The Economy and Bond Market Cheat Sheet (August 15, 2011)
Treasury bond yields fell sharply for the second week in a row as U.S. debt was downgraded by Standard & Poor’s (S&P), European banks were beset with rumors that additional capital would be needed and the Fed stated that short-term interest rates would be unchanged for the next two years. Financial markets were extremely volatile this week, primarily driven by rapidly escalating fears surrounding Europe’s never-ending debt crisis and building concerns that a recession could not be ruled out.
In an interesting twist, the U.S. downgrade appears to have sent investors into Treasuries, sending yields much lower as investors were concerned additional sovereign downgrades would soon follow.
Strengths
- Retail sales for July rose 0.5 percent and got the third quarter off to a reasonably strong start.
- Initial jobless claims hit a four-month low, signaling stability in the job market.
- Foreclosure filings fell to the lowest level in nearly four years.
Weaknesses
- S&P downgraded the U.S. credit rating to AA+. Related agencies, such as Fannie Mae and Freddie Mac, were also downgraded.
- The University of Michigan Survey of Consumer Confidence dropped sharply, hitting the lowest level since May 1980.

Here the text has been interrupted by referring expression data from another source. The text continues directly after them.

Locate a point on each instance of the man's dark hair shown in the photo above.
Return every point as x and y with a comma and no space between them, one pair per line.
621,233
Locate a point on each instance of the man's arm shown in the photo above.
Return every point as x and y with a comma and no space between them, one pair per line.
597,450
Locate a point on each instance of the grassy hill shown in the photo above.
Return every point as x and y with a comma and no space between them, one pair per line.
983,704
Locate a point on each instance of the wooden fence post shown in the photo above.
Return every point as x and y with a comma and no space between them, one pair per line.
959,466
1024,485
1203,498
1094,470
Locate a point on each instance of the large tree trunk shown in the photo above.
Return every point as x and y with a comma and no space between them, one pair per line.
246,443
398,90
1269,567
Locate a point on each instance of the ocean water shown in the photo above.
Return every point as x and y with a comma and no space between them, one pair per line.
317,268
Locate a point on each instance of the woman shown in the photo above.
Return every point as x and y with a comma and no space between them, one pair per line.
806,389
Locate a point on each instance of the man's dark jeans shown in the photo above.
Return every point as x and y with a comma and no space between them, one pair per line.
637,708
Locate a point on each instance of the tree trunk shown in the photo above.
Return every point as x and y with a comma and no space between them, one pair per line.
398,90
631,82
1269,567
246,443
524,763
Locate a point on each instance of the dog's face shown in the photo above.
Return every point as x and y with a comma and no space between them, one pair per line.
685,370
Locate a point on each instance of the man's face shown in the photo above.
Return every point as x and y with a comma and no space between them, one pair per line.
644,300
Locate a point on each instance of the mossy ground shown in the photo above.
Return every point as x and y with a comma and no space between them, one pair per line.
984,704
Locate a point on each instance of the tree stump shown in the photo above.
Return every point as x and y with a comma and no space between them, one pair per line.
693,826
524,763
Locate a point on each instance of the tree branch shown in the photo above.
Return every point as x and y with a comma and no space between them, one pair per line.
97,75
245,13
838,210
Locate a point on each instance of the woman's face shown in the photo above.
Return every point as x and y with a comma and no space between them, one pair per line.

- Global economic data remains generally weak. For example, Chinese industrial production was weaker than expected and Indian car sales fell 15.8 percent in July.
Opportunities
- With the economy weak and concerns brewing about an additional financial crisis, the Fed will remain accommodative for some time and bonds appear well supported in the current environment.
Threats
There is a crisis of confidence in world leaders at the moment and the potential for another financial crisis is rising.